Presque cinquante ans après son long-métrage d’animation inspiré du classique de Lewis Carroll, Disney produit un nouvel Alice au pays des merveilles, dont il a confié la réalisation au père (cinématographique) de toute une famille d’outsiders, Tim Burton. Le film est déjà le meilleur démarrage du cinéaste aux États-Unis. Il faut dire que toutes les conditions sont réunies : une sortie en 3D alliée à une pléthore d’effets visuels, une gigantesque campagne de promotion, la publicité involontaire offerte par la fronde des exploitants après la décision prise par Disney d’avancer la sortie DVD du film, et bien sûr, le nom du réalisateur, qui sera le président du festival de Cannes cette année. Après Sweeney Todd, Tim Burton aurait-il décidé de céder à un enchantement moins macabre ? Rien n’est moins sûr : Wonderland n’est plus, le titre est une malice pour nous faire tomber avec Alice dans un Underland bel et bien burtonien, mais sans l’inspiration qu’on a pu lui connaître. Hélas, on se relève difficilement de notre chute dans le terrier : mettant la technique au service de son imagination débordante, Tim Burton semble ne pas trop s’intéresser à son histoire ni à ses personnages. Nous non plus.
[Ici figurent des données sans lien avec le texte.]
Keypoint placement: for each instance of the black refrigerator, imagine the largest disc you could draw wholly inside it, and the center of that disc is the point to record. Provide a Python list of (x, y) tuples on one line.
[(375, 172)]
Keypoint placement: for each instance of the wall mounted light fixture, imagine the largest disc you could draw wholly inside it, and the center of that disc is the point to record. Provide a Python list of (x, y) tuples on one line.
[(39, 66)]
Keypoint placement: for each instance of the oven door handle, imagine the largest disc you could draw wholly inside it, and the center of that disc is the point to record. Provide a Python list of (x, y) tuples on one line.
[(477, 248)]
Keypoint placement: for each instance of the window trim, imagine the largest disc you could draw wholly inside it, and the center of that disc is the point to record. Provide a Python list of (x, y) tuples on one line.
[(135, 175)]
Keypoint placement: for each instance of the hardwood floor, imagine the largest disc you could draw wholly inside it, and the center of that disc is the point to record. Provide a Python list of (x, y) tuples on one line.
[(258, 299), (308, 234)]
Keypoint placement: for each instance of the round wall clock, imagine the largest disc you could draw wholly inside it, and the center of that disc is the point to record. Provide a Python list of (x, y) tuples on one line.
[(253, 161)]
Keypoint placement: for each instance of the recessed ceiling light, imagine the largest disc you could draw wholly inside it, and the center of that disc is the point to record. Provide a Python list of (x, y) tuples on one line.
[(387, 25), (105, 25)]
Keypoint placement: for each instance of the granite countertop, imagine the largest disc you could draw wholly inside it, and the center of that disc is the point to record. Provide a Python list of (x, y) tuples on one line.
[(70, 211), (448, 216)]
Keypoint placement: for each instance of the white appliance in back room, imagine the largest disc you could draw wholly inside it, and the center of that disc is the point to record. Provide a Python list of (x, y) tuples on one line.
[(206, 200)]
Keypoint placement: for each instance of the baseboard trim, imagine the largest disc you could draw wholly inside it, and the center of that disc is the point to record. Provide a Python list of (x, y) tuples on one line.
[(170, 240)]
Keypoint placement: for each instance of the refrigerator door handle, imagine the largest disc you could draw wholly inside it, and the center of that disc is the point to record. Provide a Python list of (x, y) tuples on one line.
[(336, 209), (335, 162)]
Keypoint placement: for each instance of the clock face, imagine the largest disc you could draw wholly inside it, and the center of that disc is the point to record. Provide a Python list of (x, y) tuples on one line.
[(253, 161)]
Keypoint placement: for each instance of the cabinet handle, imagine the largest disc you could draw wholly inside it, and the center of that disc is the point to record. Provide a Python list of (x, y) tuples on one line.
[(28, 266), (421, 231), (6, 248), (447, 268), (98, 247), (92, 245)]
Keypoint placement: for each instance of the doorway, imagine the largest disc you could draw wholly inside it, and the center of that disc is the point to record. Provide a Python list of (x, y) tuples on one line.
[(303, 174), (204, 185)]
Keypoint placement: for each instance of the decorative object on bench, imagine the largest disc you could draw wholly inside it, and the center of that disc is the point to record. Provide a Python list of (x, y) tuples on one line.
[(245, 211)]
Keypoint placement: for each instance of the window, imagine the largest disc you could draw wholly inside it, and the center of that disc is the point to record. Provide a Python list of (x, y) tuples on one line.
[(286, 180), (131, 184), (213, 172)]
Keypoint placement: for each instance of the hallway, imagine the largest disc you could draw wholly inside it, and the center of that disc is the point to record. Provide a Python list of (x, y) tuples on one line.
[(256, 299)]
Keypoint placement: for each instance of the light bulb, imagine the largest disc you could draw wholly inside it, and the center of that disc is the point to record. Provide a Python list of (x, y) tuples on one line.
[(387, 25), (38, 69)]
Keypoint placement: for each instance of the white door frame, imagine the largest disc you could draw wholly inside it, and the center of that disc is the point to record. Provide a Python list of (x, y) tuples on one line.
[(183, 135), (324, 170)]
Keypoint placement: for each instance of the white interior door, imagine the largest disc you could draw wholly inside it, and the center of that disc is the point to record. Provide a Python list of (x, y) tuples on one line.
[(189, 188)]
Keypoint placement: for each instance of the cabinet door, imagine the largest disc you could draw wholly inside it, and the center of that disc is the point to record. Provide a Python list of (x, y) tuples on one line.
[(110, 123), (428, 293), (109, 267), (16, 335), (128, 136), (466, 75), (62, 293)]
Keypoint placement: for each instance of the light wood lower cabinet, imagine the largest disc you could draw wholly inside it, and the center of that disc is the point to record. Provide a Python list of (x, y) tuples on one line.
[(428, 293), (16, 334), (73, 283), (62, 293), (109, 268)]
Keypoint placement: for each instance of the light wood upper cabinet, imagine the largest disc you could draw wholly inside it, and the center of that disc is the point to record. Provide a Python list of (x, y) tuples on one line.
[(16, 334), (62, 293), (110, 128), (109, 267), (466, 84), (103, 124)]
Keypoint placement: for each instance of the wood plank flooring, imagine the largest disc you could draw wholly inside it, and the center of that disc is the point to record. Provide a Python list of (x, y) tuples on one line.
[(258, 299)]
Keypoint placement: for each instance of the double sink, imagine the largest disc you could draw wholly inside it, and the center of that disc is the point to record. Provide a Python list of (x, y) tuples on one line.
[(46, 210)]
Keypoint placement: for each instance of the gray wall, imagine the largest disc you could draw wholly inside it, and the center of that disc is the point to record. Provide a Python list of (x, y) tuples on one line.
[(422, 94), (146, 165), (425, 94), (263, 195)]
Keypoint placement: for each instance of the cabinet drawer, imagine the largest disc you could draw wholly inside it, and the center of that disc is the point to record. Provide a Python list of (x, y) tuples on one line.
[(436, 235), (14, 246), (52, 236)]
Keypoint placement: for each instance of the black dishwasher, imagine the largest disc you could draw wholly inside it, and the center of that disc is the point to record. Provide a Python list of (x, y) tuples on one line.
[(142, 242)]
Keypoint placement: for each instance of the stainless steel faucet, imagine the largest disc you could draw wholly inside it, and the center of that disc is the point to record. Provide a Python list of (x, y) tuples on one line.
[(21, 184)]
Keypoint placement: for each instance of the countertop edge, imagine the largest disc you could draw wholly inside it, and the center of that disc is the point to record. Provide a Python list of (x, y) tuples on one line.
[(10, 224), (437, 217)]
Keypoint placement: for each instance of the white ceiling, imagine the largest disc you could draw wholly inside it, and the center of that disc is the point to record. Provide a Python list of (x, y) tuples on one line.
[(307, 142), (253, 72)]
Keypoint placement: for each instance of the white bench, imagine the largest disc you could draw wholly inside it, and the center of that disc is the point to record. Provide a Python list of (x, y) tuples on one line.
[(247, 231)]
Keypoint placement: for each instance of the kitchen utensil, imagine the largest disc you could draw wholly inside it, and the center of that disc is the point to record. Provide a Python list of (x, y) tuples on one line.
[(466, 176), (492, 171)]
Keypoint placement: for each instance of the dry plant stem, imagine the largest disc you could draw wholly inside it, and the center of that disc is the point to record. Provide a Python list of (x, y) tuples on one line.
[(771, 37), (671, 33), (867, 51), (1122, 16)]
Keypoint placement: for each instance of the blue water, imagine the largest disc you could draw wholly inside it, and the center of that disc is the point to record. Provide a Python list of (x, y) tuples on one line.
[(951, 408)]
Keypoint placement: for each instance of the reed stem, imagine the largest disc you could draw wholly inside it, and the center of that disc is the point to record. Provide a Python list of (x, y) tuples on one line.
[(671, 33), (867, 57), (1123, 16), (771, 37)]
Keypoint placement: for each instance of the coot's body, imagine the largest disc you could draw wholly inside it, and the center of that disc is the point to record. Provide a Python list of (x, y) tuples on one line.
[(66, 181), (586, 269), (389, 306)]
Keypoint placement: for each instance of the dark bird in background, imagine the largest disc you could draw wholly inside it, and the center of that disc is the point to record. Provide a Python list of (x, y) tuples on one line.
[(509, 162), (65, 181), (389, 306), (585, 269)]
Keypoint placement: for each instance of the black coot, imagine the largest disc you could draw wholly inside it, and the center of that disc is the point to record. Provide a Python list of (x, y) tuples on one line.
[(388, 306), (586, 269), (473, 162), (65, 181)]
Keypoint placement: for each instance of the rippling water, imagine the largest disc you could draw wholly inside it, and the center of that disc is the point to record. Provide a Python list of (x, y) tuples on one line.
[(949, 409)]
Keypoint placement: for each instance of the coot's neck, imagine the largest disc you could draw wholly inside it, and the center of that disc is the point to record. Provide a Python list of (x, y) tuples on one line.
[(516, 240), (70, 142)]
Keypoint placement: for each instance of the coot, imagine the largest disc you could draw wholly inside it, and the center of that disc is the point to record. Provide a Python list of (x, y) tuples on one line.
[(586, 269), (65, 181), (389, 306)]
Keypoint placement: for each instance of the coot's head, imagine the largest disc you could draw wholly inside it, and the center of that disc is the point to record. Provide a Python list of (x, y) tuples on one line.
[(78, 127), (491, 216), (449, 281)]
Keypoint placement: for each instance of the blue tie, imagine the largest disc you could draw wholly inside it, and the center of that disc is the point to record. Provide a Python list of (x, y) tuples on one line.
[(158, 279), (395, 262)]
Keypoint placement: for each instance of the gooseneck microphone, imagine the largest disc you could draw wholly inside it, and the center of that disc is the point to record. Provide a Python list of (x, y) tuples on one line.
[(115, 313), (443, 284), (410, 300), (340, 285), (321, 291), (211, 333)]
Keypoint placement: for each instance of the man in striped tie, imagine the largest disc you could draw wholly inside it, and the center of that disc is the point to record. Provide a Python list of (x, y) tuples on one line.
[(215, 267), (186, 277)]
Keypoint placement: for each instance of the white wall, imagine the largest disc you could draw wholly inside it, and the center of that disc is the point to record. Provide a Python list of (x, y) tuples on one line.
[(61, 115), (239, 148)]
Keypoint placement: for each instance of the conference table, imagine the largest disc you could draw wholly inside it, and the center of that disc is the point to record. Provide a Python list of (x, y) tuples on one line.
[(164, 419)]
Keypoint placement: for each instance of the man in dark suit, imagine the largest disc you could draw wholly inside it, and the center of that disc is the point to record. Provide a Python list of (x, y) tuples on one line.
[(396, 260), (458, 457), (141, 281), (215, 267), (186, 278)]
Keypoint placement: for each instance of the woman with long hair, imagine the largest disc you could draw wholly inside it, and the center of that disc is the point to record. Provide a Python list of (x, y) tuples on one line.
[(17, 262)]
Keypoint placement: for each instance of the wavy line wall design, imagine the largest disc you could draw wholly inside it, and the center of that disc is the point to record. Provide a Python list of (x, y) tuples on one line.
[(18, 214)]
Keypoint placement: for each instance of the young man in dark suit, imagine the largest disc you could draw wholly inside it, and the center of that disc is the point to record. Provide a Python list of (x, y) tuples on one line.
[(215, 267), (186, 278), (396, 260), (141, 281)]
Nous ne sommes plus au temps mythique du pays des merveilles : cet espace-temps-là était l’apanage de l’enfance, et l’Alice de Tim Burton est en âge de se marier. Justement, le film s’ouvre sur une garden-party organisée en son honneur : car Alice Kingsleigh ne le sait pas encore, mais Hamish, le laid et rasant rejeton de Lord et Lady Ascot, va la demander en mariage devant un parterre d’aristocrates anglais qui semblent avoir tous mangé des balais au petit déjeuner. L’image se fige sur une vision cauchemardesque : face à Alice, une armée de sourires mielleux et de corsets serrés à couper le souffle attend sa réponse. On comprend aisément qu’elle prenne ses jambes à son cou. On le ferait tout autant, même sans petit lapin blanc en gilet et montre à gousset pour nous héler d’un clin d’œil. Le film s’ouvre donc en beauté sur un tableau ironique de la société victorienne vue à travers le regard démystificateur – révolutionnaire, serait-on tenté de dire – de la jeune Alice, clairement identifiée comme une héroïne excentrique : et donc burtonienne en droit. Mais d’ordinaire, les mondes créés par Tim Burton tirent leur force poétique et critique d’une capacité à faire jouer le fantastique de l’intérieur même du réel, du banal, de l’ordinaire. La tripartition d’Alice au pays des merveilles (un prologue et un épilogue dans l’Angleterre victorienne, le cœur du film dans Underland) est assez maladroite : Tim Burton a le pinceau un peu lourd dans ses tableaux de la société victorienne, et ne parvient pas à nous emporter dans un univers parallèle digne de ce nom.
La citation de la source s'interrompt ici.